Actually, it happens with VTune that takes "MEM_LOAD_RETIRED.L1D_LINE_MISS.events" samples at the instruction _next_ to the one actually taking longer to execute, it is the way sampling works - it captures CS:EIP from the interrupt stack at the service routine and captured instruction pointer (EIP)points at that time to the next instruction. So it is not increment (incl) but indirect addressing reference of mov [movl -20(%rbp), %eax] is theissue.
This "incl", here l signifies of long type, as the basic instruction is "inc" suffixed by data type either "long (l), word(w), quad(q), etc." or simply "inc" which means single byte. The primary use of this "inc" is to implement the counter (s), by adding 1 to the destination operand (here its base pointer %rbp register).
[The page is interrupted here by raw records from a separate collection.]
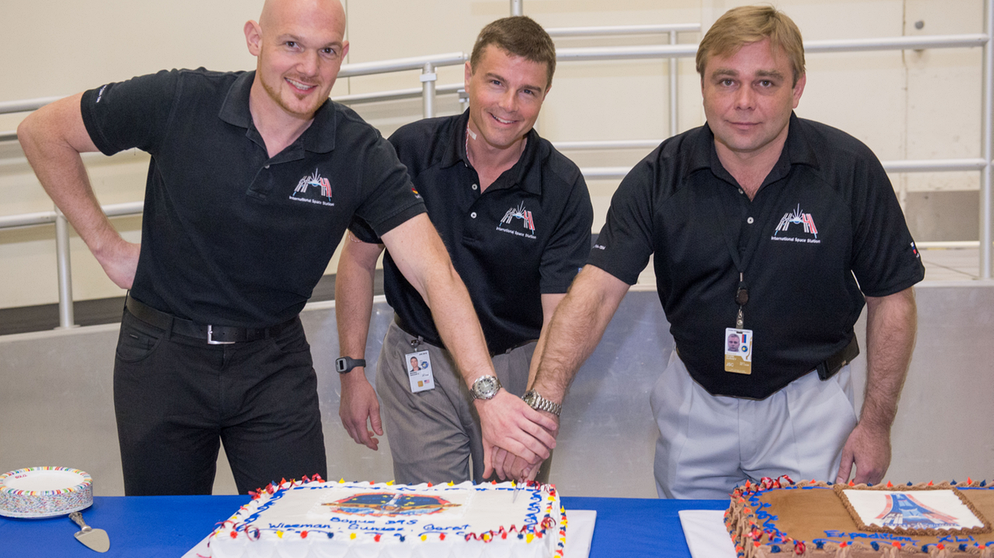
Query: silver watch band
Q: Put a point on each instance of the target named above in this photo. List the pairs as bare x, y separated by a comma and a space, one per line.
539, 403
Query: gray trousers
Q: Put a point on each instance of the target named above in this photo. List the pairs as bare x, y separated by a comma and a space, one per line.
435, 435
710, 444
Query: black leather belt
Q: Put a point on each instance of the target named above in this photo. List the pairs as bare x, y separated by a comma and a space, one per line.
212, 334
835, 362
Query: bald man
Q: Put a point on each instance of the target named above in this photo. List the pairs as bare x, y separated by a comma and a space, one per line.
253, 180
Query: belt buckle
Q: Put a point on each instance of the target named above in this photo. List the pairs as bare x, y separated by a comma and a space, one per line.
210, 338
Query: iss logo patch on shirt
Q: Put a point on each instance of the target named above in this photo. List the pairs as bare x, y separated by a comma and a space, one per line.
797, 226
509, 223
313, 188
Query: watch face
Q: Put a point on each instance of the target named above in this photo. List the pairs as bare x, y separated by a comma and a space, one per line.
485, 387
531, 398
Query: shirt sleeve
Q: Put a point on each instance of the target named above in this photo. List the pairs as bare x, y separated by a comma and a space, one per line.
130, 114
624, 244
885, 258
389, 196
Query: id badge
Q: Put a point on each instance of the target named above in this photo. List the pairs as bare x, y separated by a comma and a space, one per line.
419, 371
738, 350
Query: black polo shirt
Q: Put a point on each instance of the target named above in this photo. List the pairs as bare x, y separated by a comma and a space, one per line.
231, 236
825, 218
527, 235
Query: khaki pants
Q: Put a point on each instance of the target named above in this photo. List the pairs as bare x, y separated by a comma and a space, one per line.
435, 435
710, 444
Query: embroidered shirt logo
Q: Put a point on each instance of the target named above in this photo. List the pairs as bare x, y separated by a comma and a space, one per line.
790, 220
314, 189
528, 222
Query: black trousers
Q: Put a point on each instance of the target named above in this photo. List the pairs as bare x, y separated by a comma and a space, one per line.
178, 398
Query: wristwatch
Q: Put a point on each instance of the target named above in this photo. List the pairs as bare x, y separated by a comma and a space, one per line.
539, 403
485, 387
346, 364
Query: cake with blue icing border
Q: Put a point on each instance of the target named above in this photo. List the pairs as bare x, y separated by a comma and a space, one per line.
315, 518
780, 518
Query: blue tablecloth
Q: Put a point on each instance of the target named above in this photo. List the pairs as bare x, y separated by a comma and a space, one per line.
169, 526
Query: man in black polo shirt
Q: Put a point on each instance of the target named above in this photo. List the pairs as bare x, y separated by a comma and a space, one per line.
253, 180
761, 224
515, 216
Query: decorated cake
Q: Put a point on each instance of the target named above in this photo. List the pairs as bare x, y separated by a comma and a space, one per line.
780, 518
316, 518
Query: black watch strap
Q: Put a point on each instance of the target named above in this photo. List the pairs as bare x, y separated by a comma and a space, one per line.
346, 364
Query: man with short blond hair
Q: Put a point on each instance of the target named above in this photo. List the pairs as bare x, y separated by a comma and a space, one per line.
253, 179
773, 229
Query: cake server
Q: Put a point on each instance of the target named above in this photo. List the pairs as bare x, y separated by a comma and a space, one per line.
95, 539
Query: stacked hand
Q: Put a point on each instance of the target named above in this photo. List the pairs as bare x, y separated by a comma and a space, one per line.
516, 438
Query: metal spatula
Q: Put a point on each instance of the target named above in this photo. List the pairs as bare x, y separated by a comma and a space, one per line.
95, 539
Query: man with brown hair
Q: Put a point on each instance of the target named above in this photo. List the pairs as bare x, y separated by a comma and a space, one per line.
515, 216
761, 224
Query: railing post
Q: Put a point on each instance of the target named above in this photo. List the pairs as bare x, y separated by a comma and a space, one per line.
428, 78
66, 319
986, 205
674, 94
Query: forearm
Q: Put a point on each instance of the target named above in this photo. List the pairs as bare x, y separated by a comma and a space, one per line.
421, 256
576, 328
890, 339
354, 300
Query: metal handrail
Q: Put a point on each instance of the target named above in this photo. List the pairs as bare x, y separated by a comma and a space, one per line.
672, 51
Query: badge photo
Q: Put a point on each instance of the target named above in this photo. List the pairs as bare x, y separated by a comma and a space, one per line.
419, 371
738, 350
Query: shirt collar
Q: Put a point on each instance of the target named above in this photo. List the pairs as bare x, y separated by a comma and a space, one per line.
319, 137
525, 174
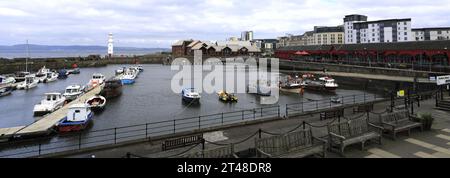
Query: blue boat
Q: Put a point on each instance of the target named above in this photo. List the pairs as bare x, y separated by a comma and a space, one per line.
62, 74
78, 118
190, 95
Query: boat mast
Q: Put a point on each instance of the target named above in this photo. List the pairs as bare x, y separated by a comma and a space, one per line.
28, 55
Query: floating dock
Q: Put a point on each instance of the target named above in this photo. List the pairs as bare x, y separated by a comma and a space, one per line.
45, 125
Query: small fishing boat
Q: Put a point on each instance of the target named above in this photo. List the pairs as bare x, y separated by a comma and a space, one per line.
50, 103
5, 90
41, 75
336, 100
78, 118
6, 80
140, 68
120, 71
20, 76
96, 103
97, 79
261, 87
112, 88
74, 71
73, 92
226, 97
30, 82
128, 77
190, 95
62, 74
51, 77
329, 83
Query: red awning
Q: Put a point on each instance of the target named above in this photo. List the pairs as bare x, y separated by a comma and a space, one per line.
302, 53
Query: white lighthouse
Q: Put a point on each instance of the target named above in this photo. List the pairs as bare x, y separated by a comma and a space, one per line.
110, 45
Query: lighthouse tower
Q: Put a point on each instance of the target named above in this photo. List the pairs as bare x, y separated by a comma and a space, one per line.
110, 45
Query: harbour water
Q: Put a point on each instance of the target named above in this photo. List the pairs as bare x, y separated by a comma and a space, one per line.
150, 99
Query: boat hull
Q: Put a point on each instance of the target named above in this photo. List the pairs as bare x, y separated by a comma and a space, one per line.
64, 126
127, 81
190, 100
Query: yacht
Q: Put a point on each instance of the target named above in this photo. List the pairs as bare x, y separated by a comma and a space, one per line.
190, 95
51, 77
73, 92
41, 75
50, 103
30, 82
79, 116
97, 79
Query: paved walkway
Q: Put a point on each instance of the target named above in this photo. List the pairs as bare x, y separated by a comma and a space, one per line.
427, 144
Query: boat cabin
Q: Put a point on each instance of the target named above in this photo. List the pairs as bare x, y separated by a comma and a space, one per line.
78, 113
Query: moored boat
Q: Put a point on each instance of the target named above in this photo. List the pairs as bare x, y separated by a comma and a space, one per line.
5, 90
73, 92
96, 103
97, 79
50, 103
227, 97
30, 82
190, 95
79, 116
20, 76
4, 80
128, 77
62, 74
51, 77
112, 88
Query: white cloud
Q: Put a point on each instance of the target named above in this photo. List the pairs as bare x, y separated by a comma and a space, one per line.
156, 23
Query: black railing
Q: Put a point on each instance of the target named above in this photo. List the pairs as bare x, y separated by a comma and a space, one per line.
308, 106
119, 135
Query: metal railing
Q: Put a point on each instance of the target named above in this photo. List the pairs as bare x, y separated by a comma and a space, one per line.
90, 139
308, 106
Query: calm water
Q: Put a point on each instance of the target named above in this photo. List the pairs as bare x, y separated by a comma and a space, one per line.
150, 99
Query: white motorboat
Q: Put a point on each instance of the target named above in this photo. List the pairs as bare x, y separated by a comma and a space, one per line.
73, 92
329, 83
50, 103
51, 77
128, 77
42, 74
190, 95
97, 79
6, 80
96, 103
78, 118
30, 82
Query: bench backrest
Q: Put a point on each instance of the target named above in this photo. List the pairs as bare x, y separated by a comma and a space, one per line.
219, 152
182, 142
350, 128
279, 144
394, 117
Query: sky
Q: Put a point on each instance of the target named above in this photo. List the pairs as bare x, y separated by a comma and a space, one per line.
159, 23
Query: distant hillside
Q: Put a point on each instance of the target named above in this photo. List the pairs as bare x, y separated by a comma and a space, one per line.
75, 47
49, 51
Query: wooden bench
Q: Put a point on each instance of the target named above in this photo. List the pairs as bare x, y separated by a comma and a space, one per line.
363, 108
291, 145
331, 114
398, 121
350, 132
220, 152
182, 142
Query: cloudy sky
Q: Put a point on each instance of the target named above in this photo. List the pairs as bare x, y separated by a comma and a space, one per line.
158, 23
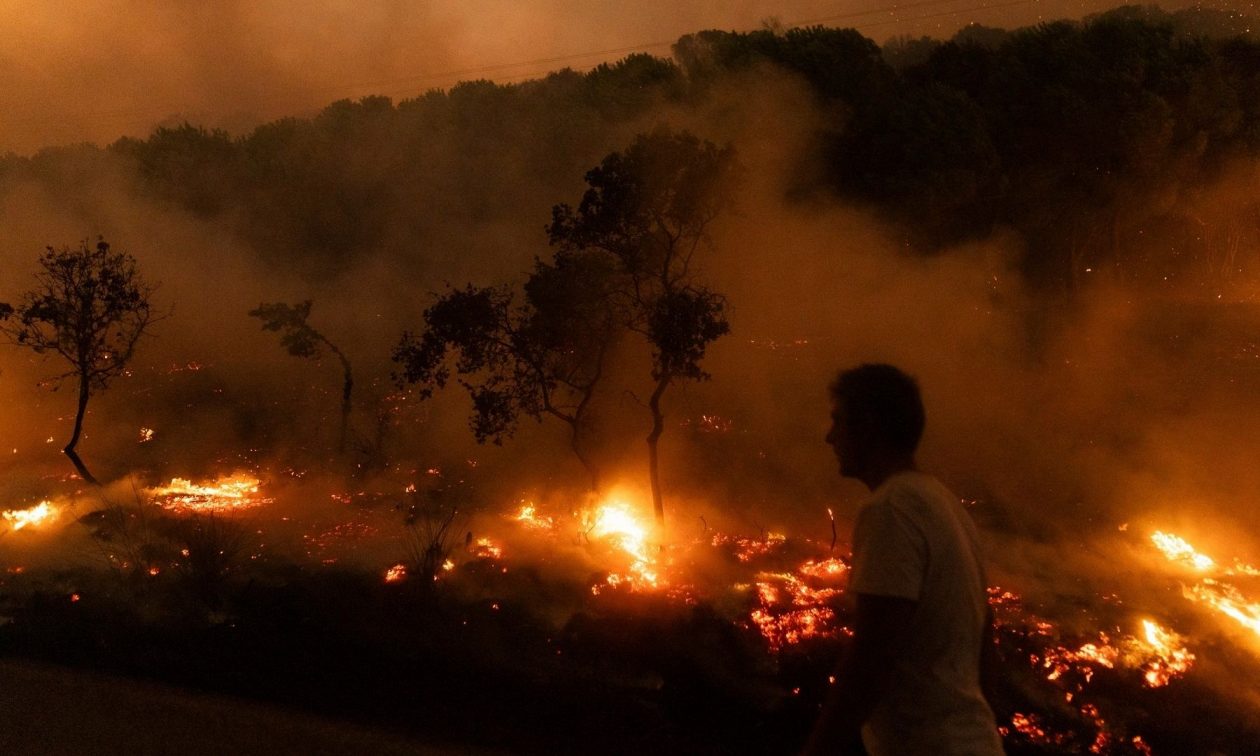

In "Intel-64 and IA-32 Arch. Software Developer's Manual", you will only find information about the basic instructions, which means "inc" but not its type, incl.
Could you quote the SAV chosen for MEM_LOAD_RETIRED.L1D_LINE_MISS.events?
Use the Precise Events to focus on instructions which makes high LI & L2 misses, also check which instructions is causing Branch mis-predictions.
If I happen to see your asm code, it seems you have compiled the applications without any optimization flags(-On), any reasons for doing so?
Could you try compiling your application with O3 or O2 and let the code use SSE stack rather x87 stack.